Made by the International Silver Co in Meriden, Connecticut, the 15in (38cm) high model was based on the Boston Lighthouse, the first lighthouse to be built in America. It was raised to the ground by the English in 1776 and then re-built in 1783. This model was made in two sizes, the larger edition measuring 20in high.
Signed on the base, the example at Sotheby’s was in good condition for its age. Being an unusual item and making a rare appearance on the market, it outstripped a $3000-5000 estimate at the online timed auction that closed on May 21, bringing 14 separate bids and selling at $14,000 (£11,410).
With premium, the buyer will pay $17,500 (£14,260).
For the sale, Sotheby’s partnered with Alan Bedwell, owner of vintage accessories gallery Foundwell, to curate a selection of barware and related silver items. The auction was timed for centenary of the introduction of prohibition – when the manufacture, transportation and sale of alcoholic drink was banned in the US in 1920.

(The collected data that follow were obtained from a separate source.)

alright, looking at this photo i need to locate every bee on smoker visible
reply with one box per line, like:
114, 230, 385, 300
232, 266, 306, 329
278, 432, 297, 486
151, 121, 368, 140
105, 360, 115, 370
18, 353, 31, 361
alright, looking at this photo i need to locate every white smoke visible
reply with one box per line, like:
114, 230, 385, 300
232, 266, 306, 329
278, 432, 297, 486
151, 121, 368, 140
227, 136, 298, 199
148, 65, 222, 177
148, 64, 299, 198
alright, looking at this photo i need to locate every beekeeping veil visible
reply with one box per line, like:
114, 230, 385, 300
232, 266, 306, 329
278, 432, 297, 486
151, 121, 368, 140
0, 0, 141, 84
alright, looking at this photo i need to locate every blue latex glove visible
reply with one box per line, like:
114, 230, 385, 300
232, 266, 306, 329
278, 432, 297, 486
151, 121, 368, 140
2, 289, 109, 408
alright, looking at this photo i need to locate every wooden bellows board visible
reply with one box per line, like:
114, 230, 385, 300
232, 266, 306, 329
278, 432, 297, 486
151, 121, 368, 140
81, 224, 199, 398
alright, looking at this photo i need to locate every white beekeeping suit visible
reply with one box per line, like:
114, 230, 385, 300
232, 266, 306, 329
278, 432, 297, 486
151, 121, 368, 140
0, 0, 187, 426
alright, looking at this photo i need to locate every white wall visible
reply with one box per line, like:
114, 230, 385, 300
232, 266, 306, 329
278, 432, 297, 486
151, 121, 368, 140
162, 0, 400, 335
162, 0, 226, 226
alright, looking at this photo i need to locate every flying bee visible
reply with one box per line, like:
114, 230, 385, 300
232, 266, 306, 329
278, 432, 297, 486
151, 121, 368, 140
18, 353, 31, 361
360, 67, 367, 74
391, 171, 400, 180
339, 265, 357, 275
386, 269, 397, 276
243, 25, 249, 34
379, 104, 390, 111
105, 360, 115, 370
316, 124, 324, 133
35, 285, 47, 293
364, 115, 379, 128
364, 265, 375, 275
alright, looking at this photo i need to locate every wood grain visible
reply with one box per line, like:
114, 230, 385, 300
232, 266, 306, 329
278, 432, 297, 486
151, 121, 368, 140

Another lot that brought strong bidding was rare 1930s silver-plated double spirit flask disguised as a pair of leather covered binoculars. Made by the English silversmiths James Dixon & Sons, the lens caps can be twisted off and filled with an alcoholic drink while the objective lenses on the reverse conceal two removable cups.
The binoculars were estimated at $800-1200 and, after a number of interest parties left no fewer than 26 bids online, the lot sold at $4200 (£3420) – $5250 with premium.
The overall premium-inclusive total for the sale was $303,375 (£247,250).
The buyer’s premium at Sotheby’s was 25/20/13.9%.